Piedra Blanca Lighthouse


About six miles up the coast from San Simeon on a rocky point stands the lighthouse. The tower is 100 feet high and the lantern 150 feet above sea level. It throws alternate rays and flashes fifteen miles out to sea. A keeper and two assistants are always in charge. An immense steam fog- horn and whistle are used in time of fog and storm. The old white cliffs were named Piedra Blanca (white stone) by Cabrillo in 1542, and no one has ever changed the name. When the winter storms rave along that rocky coast, Piedra Blanca lighthouse is a lonely place for the two or three families who live there; but when the soft summer winds just ripple the sea, and flowers and waving grass are all about, a visit to the lighthouse is a delight.


CAMBRIA


This town is located about ten miles south of San Simeon, where once giant pines covered the earth. It is built on land that, with a large surround- ing tract, was held or used by Julian Estrada as a part of his grant, the Santa Rosa. After the dry year land was sold for very little, as witness the Steeles' great buy of 45,000 acres for one dollar and ten cents an acre. Surveyors were set to work to make a thorough government survey and throw open all land for settlement that rightly belonged to the government.

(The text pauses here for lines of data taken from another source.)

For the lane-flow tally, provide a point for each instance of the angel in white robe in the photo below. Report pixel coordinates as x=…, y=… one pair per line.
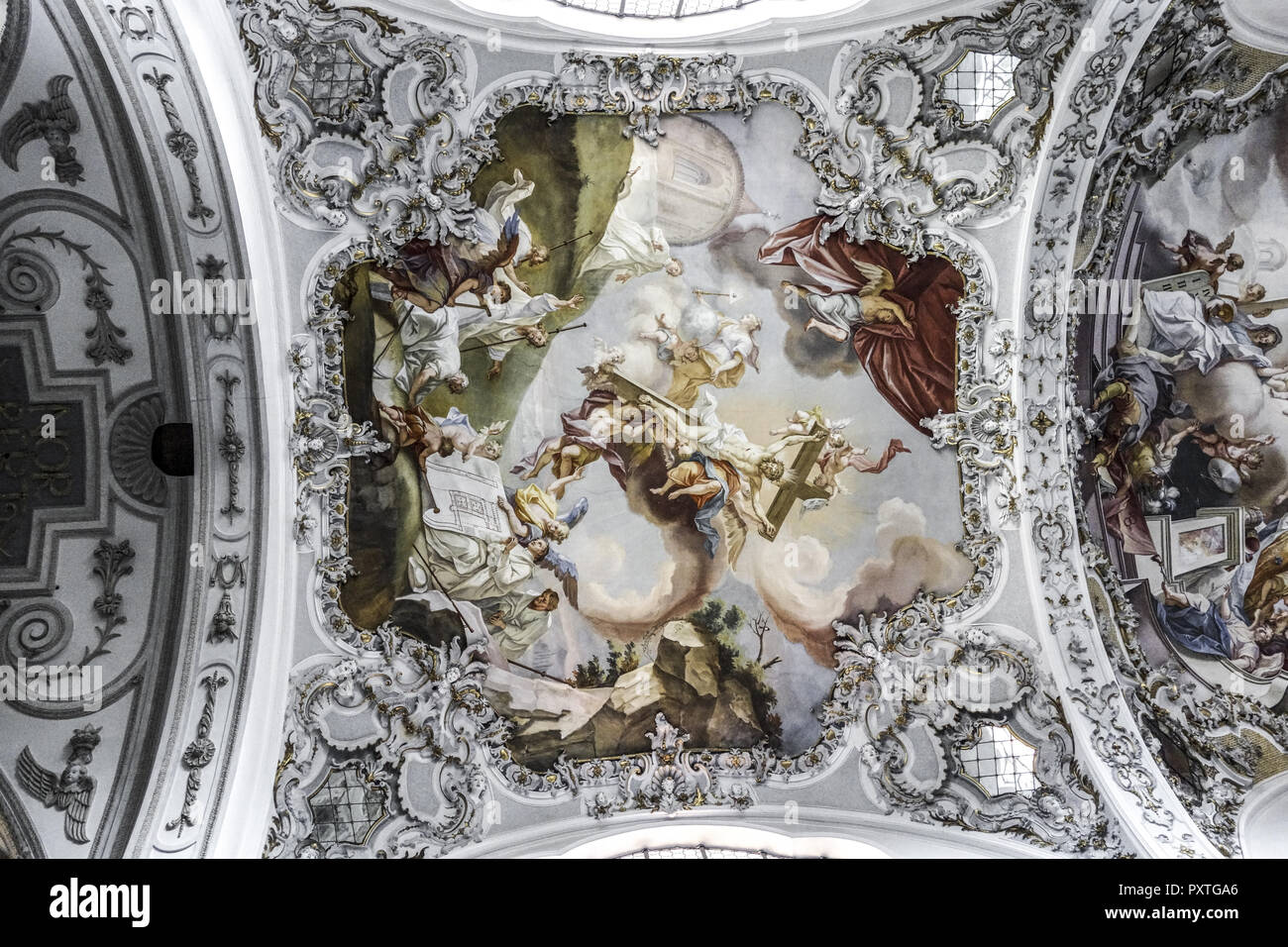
x=469, y=569
x=1188, y=334
x=516, y=621
x=632, y=244
x=513, y=317
x=430, y=343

A large tract along Santa Rosa creek and much in other sections, in Green Valley for instance, was thus opened up, and settlers flocked in. Early settlers about Cambria were De Nise, the Leffingwells, O. P. McFaddon, Jeffrey Phelan, John C. Hill, F. J. Peterson, J. M. Whitaker, AAlexander Cook, the Olmsteads, Neil Stewart, A. C. Buffington, C. H. Evans, B. Short, S. M. Davidson, J. R. Fletcher, G. O. Campbell, Mather and others. Letcher and Leffingwell each had a sawmill and from the great pines sawed lumber for the new settlers' homes, and for fences and posts.